There are two things that can really accelerate this whole process. One of them—we're very fortunate—is to develop a dedicated institute and that's work that started with the work that Scripps with Qualcomm, and then the great fortune of meeting up with Gary and Mary West, to get behind this wireless health institute. San Diego is an extraordinary place for this. There's over 650 wireless companies; 100 of which or more are working in wireless health. It's the number one source of commerce, and interestingly, it dovetails beautifully with over 500 life science companies.

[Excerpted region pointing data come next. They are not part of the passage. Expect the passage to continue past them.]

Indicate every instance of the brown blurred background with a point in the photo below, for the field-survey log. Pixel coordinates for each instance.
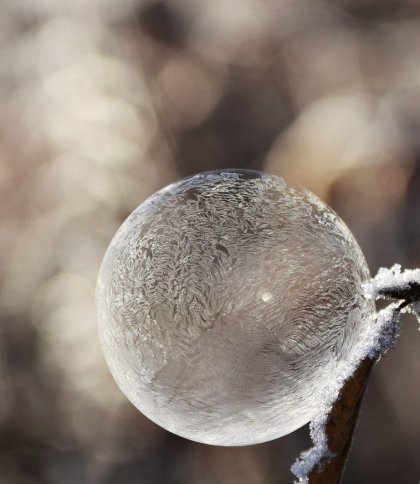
(102, 103)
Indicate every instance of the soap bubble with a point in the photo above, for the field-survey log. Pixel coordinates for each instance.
(226, 302)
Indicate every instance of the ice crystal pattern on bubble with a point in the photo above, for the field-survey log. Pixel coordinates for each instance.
(225, 302)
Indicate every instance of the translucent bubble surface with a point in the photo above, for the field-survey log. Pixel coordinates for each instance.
(225, 302)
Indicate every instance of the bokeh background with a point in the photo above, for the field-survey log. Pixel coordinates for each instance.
(102, 103)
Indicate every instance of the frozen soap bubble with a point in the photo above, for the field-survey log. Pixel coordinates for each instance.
(226, 301)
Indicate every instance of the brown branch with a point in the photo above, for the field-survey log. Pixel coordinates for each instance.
(341, 424)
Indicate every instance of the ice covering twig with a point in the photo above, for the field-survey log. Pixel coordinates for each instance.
(332, 429)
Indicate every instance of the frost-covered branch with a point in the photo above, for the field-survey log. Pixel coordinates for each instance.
(332, 429)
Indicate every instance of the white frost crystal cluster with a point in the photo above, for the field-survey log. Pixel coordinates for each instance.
(376, 339)
(227, 302)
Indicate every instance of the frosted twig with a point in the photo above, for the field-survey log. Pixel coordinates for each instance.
(331, 430)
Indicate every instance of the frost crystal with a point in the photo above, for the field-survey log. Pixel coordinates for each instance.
(376, 339)
(226, 301)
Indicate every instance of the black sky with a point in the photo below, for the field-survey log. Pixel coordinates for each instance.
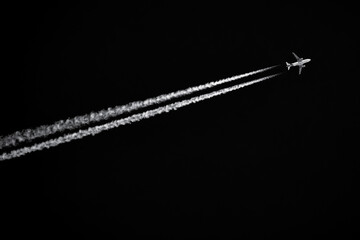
(274, 160)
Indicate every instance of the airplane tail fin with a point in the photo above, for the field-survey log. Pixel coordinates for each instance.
(288, 65)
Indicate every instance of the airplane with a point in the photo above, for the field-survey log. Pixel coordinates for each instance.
(300, 62)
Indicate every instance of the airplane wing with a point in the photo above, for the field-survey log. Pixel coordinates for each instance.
(297, 58)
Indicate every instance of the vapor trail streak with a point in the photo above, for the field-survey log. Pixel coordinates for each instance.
(81, 121)
(128, 120)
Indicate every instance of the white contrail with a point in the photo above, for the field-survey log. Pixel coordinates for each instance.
(80, 121)
(128, 120)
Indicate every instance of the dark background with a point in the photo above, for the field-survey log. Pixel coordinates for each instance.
(272, 160)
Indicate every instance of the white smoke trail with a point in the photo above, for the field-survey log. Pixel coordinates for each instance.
(128, 120)
(80, 121)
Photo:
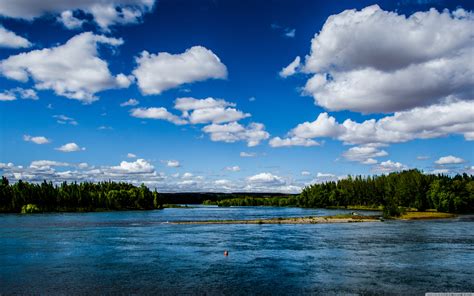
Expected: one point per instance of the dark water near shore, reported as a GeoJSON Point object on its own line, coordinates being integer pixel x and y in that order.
{"type": "Point", "coordinates": [139, 253]}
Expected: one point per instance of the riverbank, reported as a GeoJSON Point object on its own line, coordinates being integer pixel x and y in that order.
{"type": "Point", "coordinates": [292, 220]}
{"type": "Point", "coordinates": [346, 218]}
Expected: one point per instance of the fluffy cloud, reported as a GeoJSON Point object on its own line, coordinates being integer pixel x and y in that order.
{"type": "Point", "coordinates": [188, 104]}
{"type": "Point", "coordinates": [293, 141]}
{"type": "Point", "coordinates": [130, 102]}
{"type": "Point", "coordinates": [247, 154]}
{"type": "Point", "coordinates": [223, 118]}
{"type": "Point", "coordinates": [232, 132]}
{"type": "Point", "coordinates": [173, 163]}
{"type": "Point", "coordinates": [156, 73]}
{"type": "Point", "coordinates": [11, 40]}
{"type": "Point", "coordinates": [265, 179]}
{"type": "Point", "coordinates": [139, 166]}
{"type": "Point", "coordinates": [208, 110]}
{"type": "Point", "coordinates": [69, 21]}
{"type": "Point", "coordinates": [70, 147]}
{"type": "Point", "coordinates": [157, 113]}
{"type": "Point", "coordinates": [104, 12]}
{"type": "Point", "coordinates": [325, 177]}
{"type": "Point", "coordinates": [364, 154]}
{"type": "Point", "coordinates": [73, 70]}
{"type": "Point", "coordinates": [234, 168]}
{"type": "Point", "coordinates": [291, 68]}
{"type": "Point", "coordinates": [12, 94]}
{"type": "Point", "coordinates": [447, 160]}
{"type": "Point", "coordinates": [418, 123]}
{"type": "Point", "coordinates": [63, 119]}
{"type": "Point", "coordinates": [428, 64]}
{"type": "Point", "coordinates": [389, 166]}
{"type": "Point", "coordinates": [47, 164]}
{"type": "Point", "coordinates": [37, 140]}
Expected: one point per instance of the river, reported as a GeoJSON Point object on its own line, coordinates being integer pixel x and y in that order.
{"type": "Point", "coordinates": [139, 252]}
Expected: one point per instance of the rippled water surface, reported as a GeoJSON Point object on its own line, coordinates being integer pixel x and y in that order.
{"type": "Point", "coordinates": [139, 252]}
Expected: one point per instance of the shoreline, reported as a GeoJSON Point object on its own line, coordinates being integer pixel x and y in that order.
{"type": "Point", "coordinates": [326, 219]}
{"type": "Point", "coordinates": [292, 220]}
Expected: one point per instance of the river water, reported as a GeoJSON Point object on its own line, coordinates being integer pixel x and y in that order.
{"type": "Point", "coordinates": [138, 252]}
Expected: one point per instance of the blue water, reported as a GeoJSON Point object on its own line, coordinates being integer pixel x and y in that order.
{"type": "Point", "coordinates": [139, 253]}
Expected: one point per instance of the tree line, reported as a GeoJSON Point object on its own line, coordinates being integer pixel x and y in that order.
{"type": "Point", "coordinates": [410, 189]}
{"type": "Point", "coordinates": [71, 197]}
{"type": "Point", "coordinates": [407, 189]}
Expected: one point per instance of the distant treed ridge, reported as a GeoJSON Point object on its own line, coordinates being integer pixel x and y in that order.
{"type": "Point", "coordinates": [86, 197]}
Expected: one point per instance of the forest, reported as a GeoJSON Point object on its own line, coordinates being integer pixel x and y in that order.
{"type": "Point", "coordinates": [409, 189]}
{"type": "Point", "coordinates": [393, 192]}
{"type": "Point", "coordinates": [24, 197]}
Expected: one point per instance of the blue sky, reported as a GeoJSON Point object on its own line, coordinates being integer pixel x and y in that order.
{"type": "Point", "coordinates": [383, 86]}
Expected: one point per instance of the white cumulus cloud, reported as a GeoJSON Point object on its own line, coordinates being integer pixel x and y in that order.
{"type": "Point", "coordinates": [70, 147]}
{"type": "Point", "coordinates": [156, 73]}
{"type": "Point", "coordinates": [373, 61]}
{"type": "Point", "coordinates": [11, 40]}
{"type": "Point", "coordinates": [450, 159]}
{"type": "Point", "coordinates": [37, 140]}
{"type": "Point", "coordinates": [105, 13]}
{"type": "Point", "coordinates": [157, 113]}
{"type": "Point", "coordinates": [73, 70]}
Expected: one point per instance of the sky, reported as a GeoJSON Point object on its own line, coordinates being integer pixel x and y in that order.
{"type": "Point", "coordinates": [234, 95]}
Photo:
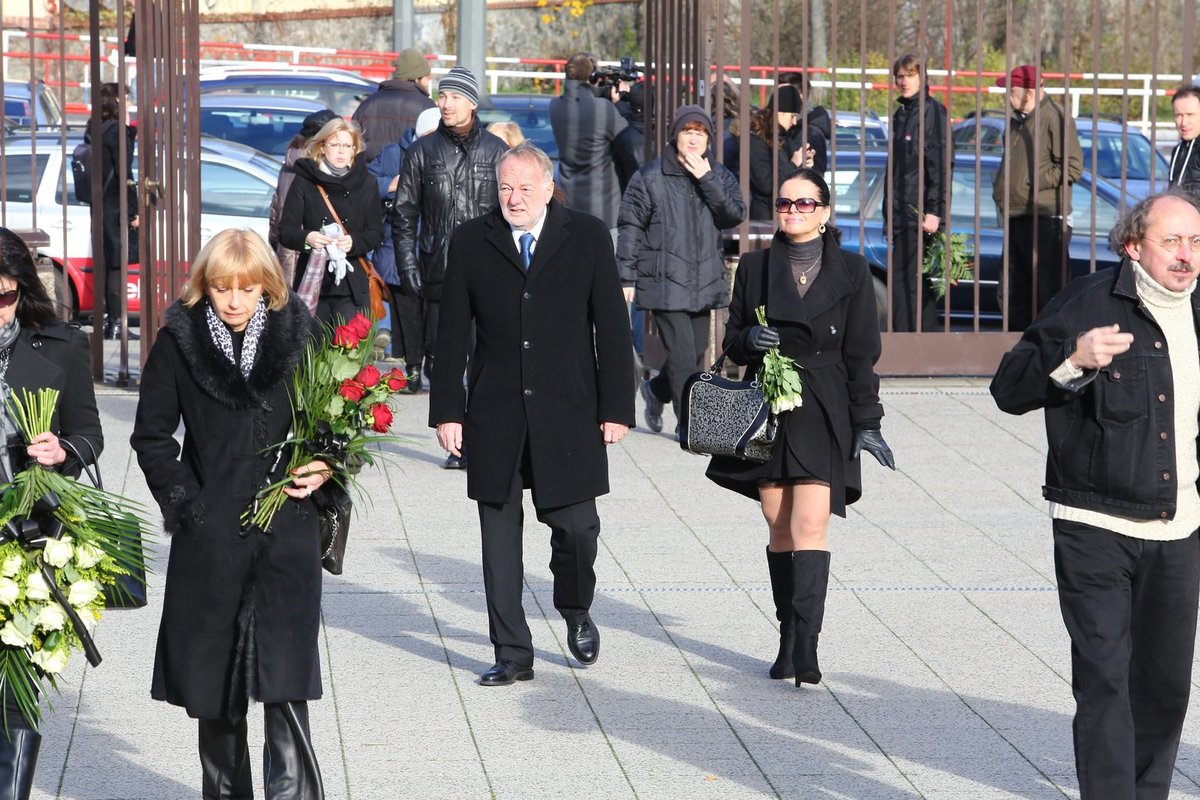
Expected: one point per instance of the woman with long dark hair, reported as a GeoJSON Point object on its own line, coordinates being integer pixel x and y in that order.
{"type": "Point", "coordinates": [37, 352]}
{"type": "Point", "coordinates": [241, 606]}
{"type": "Point", "coordinates": [352, 198]}
{"type": "Point", "coordinates": [820, 311]}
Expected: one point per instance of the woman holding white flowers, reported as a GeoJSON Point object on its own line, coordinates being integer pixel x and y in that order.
{"type": "Point", "coordinates": [820, 311]}
{"type": "Point", "coordinates": [241, 606]}
{"type": "Point", "coordinates": [39, 352]}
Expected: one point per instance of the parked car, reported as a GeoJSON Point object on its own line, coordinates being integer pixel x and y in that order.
{"type": "Point", "coordinates": [531, 112]}
{"type": "Point", "coordinates": [858, 214]}
{"type": "Point", "coordinates": [237, 187]}
{"type": "Point", "coordinates": [337, 90]}
{"type": "Point", "coordinates": [1115, 144]}
{"type": "Point", "coordinates": [22, 106]}
{"type": "Point", "coordinates": [264, 122]}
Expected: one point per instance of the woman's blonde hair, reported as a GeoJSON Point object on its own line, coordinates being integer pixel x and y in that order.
{"type": "Point", "coordinates": [315, 149]}
{"type": "Point", "coordinates": [241, 254]}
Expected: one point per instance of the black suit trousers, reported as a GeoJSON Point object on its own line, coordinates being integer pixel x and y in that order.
{"type": "Point", "coordinates": [574, 531]}
{"type": "Point", "coordinates": [1129, 606]}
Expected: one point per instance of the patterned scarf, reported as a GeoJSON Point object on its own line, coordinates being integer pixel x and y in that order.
{"type": "Point", "coordinates": [223, 340]}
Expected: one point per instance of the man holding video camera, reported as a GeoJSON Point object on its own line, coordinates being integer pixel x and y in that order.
{"type": "Point", "coordinates": [585, 127]}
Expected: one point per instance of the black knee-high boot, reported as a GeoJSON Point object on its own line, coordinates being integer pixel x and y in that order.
{"type": "Point", "coordinates": [780, 566]}
{"type": "Point", "coordinates": [810, 578]}
{"type": "Point", "coordinates": [18, 758]}
{"type": "Point", "coordinates": [225, 759]}
{"type": "Point", "coordinates": [289, 763]}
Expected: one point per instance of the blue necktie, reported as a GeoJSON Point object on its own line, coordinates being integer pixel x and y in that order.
{"type": "Point", "coordinates": [526, 252]}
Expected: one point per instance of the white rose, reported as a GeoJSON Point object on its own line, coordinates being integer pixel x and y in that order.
{"type": "Point", "coordinates": [58, 552]}
{"type": "Point", "coordinates": [36, 588]}
{"type": "Point", "coordinates": [88, 555]}
{"type": "Point", "coordinates": [11, 636]}
{"type": "Point", "coordinates": [52, 618]}
{"type": "Point", "coordinates": [52, 661]}
{"type": "Point", "coordinates": [82, 593]}
{"type": "Point", "coordinates": [9, 591]}
{"type": "Point", "coordinates": [11, 565]}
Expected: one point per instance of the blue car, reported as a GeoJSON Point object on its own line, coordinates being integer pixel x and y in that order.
{"type": "Point", "coordinates": [858, 212]}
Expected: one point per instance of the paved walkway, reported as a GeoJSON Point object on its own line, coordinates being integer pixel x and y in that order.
{"type": "Point", "coordinates": [946, 662]}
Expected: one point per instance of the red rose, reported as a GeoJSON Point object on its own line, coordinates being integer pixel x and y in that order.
{"type": "Point", "coordinates": [352, 390]}
{"type": "Point", "coordinates": [382, 417]}
{"type": "Point", "coordinates": [360, 325]}
{"type": "Point", "coordinates": [346, 337]}
{"type": "Point", "coordinates": [396, 379]}
{"type": "Point", "coordinates": [369, 376]}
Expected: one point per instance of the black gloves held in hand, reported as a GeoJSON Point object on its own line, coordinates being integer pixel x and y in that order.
{"type": "Point", "coordinates": [761, 338]}
{"type": "Point", "coordinates": [411, 283]}
{"type": "Point", "coordinates": [873, 443]}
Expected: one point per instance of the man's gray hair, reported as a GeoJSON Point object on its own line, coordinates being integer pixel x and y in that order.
{"type": "Point", "coordinates": [1133, 223]}
{"type": "Point", "coordinates": [528, 151]}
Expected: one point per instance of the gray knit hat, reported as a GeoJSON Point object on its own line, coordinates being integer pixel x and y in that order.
{"type": "Point", "coordinates": [461, 80]}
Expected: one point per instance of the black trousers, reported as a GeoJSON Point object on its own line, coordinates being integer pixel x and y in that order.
{"type": "Point", "coordinates": [574, 530]}
{"type": "Point", "coordinates": [1050, 245]}
{"type": "Point", "coordinates": [684, 336]}
{"type": "Point", "coordinates": [907, 272]}
{"type": "Point", "coordinates": [1129, 606]}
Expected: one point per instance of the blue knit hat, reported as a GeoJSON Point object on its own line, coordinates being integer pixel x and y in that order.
{"type": "Point", "coordinates": [462, 82]}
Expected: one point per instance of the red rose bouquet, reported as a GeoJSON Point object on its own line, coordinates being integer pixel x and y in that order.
{"type": "Point", "coordinates": [339, 400]}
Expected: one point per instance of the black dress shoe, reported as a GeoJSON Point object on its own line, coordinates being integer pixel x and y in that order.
{"type": "Point", "coordinates": [504, 673]}
{"type": "Point", "coordinates": [583, 641]}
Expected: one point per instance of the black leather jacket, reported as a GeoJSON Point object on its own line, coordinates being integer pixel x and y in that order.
{"type": "Point", "coordinates": [445, 181]}
{"type": "Point", "coordinates": [1111, 439]}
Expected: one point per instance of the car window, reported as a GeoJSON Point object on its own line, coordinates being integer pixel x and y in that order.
{"type": "Point", "coordinates": [1107, 212]}
{"type": "Point", "coordinates": [963, 198]}
{"type": "Point", "coordinates": [232, 192]}
{"type": "Point", "coordinates": [851, 186]}
{"type": "Point", "coordinates": [19, 170]}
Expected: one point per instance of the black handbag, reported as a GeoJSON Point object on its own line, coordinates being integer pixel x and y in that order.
{"type": "Point", "coordinates": [726, 417]}
{"type": "Point", "coordinates": [334, 506]}
{"type": "Point", "coordinates": [130, 590]}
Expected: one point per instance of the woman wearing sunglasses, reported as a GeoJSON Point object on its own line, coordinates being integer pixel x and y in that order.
{"type": "Point", "coordinates": [820, 310]}
{"type": "Point", "coordinates": [670, 247]}
{"type": "Point", "coordinates": [334, 200]}
{"type": "Point", "coordinates": [37, 352]}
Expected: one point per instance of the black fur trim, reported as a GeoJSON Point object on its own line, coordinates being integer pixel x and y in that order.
{"type": "Point", "coordinates": [280, 348]}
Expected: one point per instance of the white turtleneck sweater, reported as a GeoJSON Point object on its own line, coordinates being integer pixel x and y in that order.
{"type": "Point", "coordinates": [1173, 312]}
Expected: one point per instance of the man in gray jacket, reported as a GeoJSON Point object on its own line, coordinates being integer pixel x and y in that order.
{"type": "Point", "coordinates": [585, 130]}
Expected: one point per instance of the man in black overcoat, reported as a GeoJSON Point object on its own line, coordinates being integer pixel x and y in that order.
{"type": "Point", "coordinates": [547, 391]}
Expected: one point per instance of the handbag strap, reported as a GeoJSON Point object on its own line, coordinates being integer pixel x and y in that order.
{"type": "Point", "coordinates": [364, 263]}
{"type": "Point", "coordinates": [93, 469]}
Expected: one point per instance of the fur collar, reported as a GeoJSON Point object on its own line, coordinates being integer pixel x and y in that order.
{"type": "Point", "coordinates": [280, 348]}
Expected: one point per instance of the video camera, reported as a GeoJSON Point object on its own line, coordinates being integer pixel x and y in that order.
{"type": "Point", "coordinates": [605, 79]}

The wireless institute, the West Wireless Health Institute, is really the outgrowth of two extraordinary people who are here this evening: Gary and Mary West. And I'd like to give it up for them for getting behind this. Their fantastic philanthropic investment made this possible, and this is really a nonprofit education center which is just about to open. It looks like this, this whole building dedicated. And what it's trying to do is accelerate this era: to take unmet medical needs, to work and innovate—and we just appointed the chief engineer, Mehran Mehregany, it was announced on Monday—then to move up with development, clinical trial validation and then changing medical practice, the most challenging thing of all, requiring attention to reimbursement, healthcare policy, healthcare economics.
The other big thing, besides having this fantastic institute to catalyze this process, is guidance, and that's, of course, relying on the fact that medicine goes digital. If we understand biology from genomics and omics and wireless through physiologic phenotyping, that's big. Because what it does is allow a convergence like we've never had before. Over 80 major diseases have been cracked at the genomic level, but this is quite extraordinary: More has been learned about the underpinnings of disease in the last two and a half years than in the history of man. And when you put that together with, for example, now an app for the iPhone with your genotype to guide drug therapy, but the future—we can now tell who's going to get Type II diabetes from all the common variants, and that's going to get filled in more with low-frequency variants in the future. We can tell who's going to get breast cancer from the various genes. We can also know who would likely to get atrial fibrillation.
And finally, another example: sudden cardiac death. Each of these has a sensor. We can give glucose a sensor for diabetes to prevent it. We can prevent or have the earliest detection possible for breast cancer with an ultrasound device given to the patient. An iPatch, iRhythm for atrial fibrillation. And vital-signs monitoring to prevent sudden cardiac death. We lose 700,000 people a year in the U.S. from sudden cardiac death.
So, I hope I've convinced you of this, of the impact on hospital clinic resources is profound, and then the impact on diseases is equally impressive across all these different diseases and more. It's really taking individualized medicine to a new height and it's hyper-innovative, and I think it represents the black swan of medicine. Thanks for your attention.